Gondulf/docs/designs/phase-4b-clarifications.md

# Phase 4b Security Hardening - Implementation Clarifications

Date: 2025-11-20

## Overview

This document provides clarifications for implementation questions raised during the Phase 4b Security Hardening design review. Each clarification includes the rationale and specific implementation guidance.

## Clarifications

### 1. Content Security Policy (CSP) img-src Directive

**Question**: Should `img-src 'self' https:` allow loading images from any HTTPS source, or should it be more restrictive?

**Answer**: Use `img-src 'self' https:` to allow any HTTPS source.

**Rationale**:
- IndieAuth clients may display various client logos and user profile images from external HTTPS sources
- Client applications registered via self-service could have logos hosted anywhere
- User profile images from IndieWeb sites could be hosted on various services
- Requiring explicit whitelisting would break the self-service registration model

**Implementation**:
```python
CSP_DIRECTIVES = {
    "default-src": "'self'",
    "script-src": "'self'",
    "style-src": "'self' 'unsafe-inline'",  # unsafe-inline for minimal CSS
    "img-src": "'self' https:",  # Allow any HTTPS image source
    "font-src": "'self'",
    "connect-src": "'self'",
    "frame-ancestors": "'none'"
}
```

### 2. HTTPS Enforcement with Reverse Proxy Support

**Question**: Should the HTTPS enforcement middleware check the `X-Forwarded-Proto` header for reverse proxy deployments?

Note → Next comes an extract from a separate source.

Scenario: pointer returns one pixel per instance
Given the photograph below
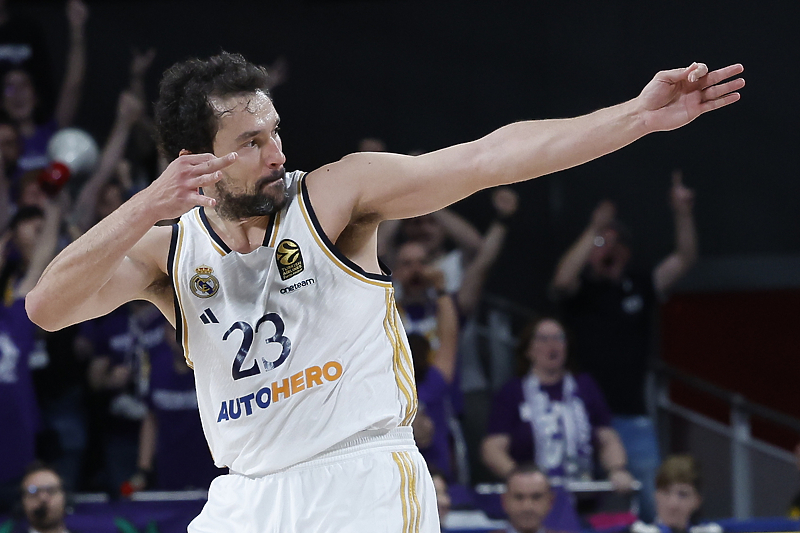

**Answer**: Yes, check `X-Forwarded-Proto` header when configured for reverse proxy deployments.

**Rationale**:
- Many production deployments run behind reverse proxies (nginx, Apache, Cloudflare)
- The application sees HTTP from the proxy even when the client connection is HTTPS
- This is a standard pattern for Python web applications

**Implementation**:
```python
def is_https_request(request: Request) -> bool:
    """Check if request is HTTPS, considering reverse proxy headers."""
    # Direct HTTPS
    if request.url.scheme == "https":
        return True

    # Behind proxy - check forwarded header
    # Only trust this header in production with TRUST_PROXY=true
    if config.TRUST_PROXY:
        forwarded_proto = request.headers.get("X-Forwarded-Proto", "").lower()
        return forwarded_proto == "https"

    return False
```

**Configuration Addition**:
Add to config.py:
```python
# Security settings
HTTPS_REDIRECT: bool = True  # Redirect HTTP to HTTPS in production
TRUST_PROXY: bool = False    # Trust X-Forwarded-* headers from reverse proxy
```

### 3. Token Prefix Format for Logging

**Question**: Should partial token logging consistently use exactly 8 characters with ellipsis suffix?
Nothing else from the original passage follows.